Even Chanel embarked on “without water,” but in another format, with dust. On the line named No. 1 of Chanel, which is among the natural and sustainable cosmetics and make-up products, is a facial cleanser that comes in powder form and becomes a foam that cleans the dirt of the skin after it is mixed with a few drops of water.

Wandering through the giant Cosmoprof pavilions, it was easy to spot brands supported by “waterless”. There are quite a few companies around the world that invest, for example, in solid cosmetics – shampoos in soap form, conditioners and the like. In addition to the powder cosmetic versions, which is another innovation in the waterless format, they add the advantage of being easier to carry with less risk than liquids in a suitcase or bag.

Representatives of solid products in Italy include the Simplicemente Solido and Senso Naturale brands – the latter taking the category to a new level, even offering therapeutic serums in a waterless format.

Beauté Mediterranea Cleaning Powder

Beauté Mediterranea, an independent brand from Barcelona, ​​took its most innovative product to Cosmoprof, the Detox Cleansing Powder made with volcanic ash from the South Korean island of Jeju. The company has invested in “waterless” because it understands that being sensitive to the environment is an important value, especially among young people who are looking for more natural and sustainable products.

Oquist is a thirsty native. The choice of this path came from the experience of Olga’s father and partner Pavel Babneev. For 20 years working at major companies in the industry, offering waterless formulas whenever customers wanted “skin-friendly” products. There was technology, but it was not of interest to the industry.

According to him, the need for chemical stabilizers and preservatives disappears, which can cause allergies when removing water and, although not considered toxic to the body, can destabilize water-based ecosystems when returned to the environment.

“The main reason for creating products that do not contain water in formulation is sustainability. In general, 96% to 97% of cosmetics are water. That’s not bad for you, but it’s there to fill the bottle, build volume, and increase costs. This has created an unsustainable model of what skincare is like being less active, 70% more packaged, and the client needs to use too much to be effective.”

Oquist’s first product was a 6-in-1 anti-aging serum that uses vegetable oils instead of water as a base. Its multifunctional features are: day and night care, moisturizing for eyes, neck and décolleté, make-up removal and aftershave. Today the portfolio also includes a moisturizing butter for the body, a lip balm and a cleansing oil.

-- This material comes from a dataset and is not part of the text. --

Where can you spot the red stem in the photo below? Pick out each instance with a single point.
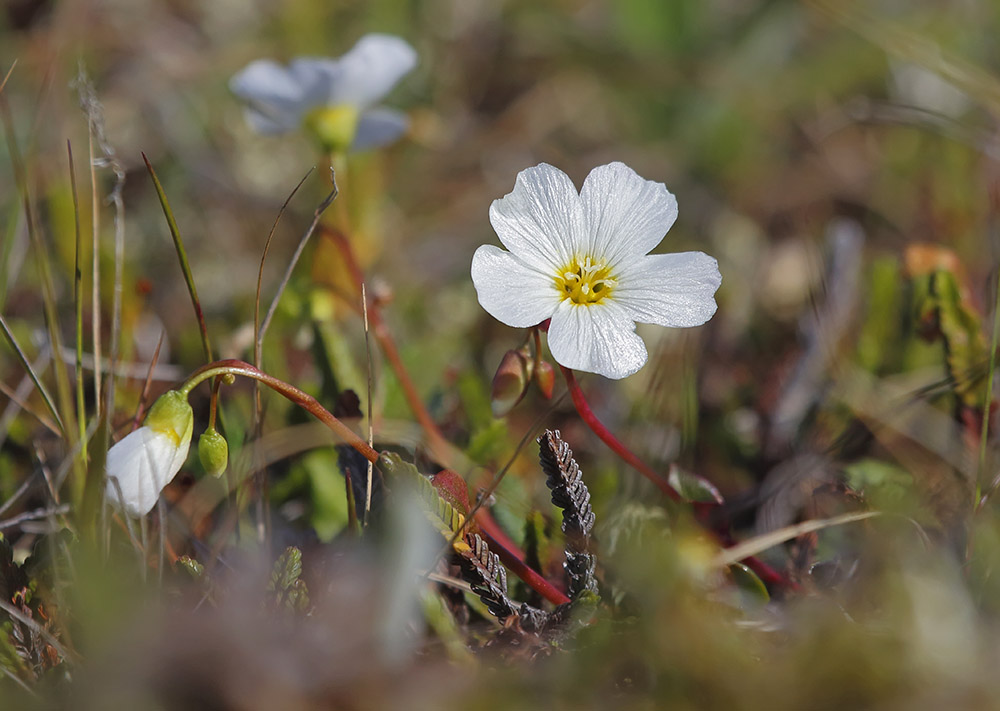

Olga Ringquist and her father and partner at Oquist Pavel Babneev: the decision for efficiency and sustainability of products

The idea is to not have a large portfolio. “With these products, we have already met all the needs of a person. There are four products that can replace 21,” says Olga. Its aim is to innovate in packaging, to offer customers new decorative objects instead of formulas.

By joining Cosmoprof, Olga plans to open up the market beyond her e-commerce and the few European niche stores where it is currently distributed. “After launching the brand in September 2021, we started looking for distributors from all over the world and realized that the beauty market has this ‘offline’ feature. People do business at the world’s major fairs,” she said. It got the attention it wanted. At least from expert critics. 6′ The in 1 serum stood out as one of the most innovative at the Bologna fair.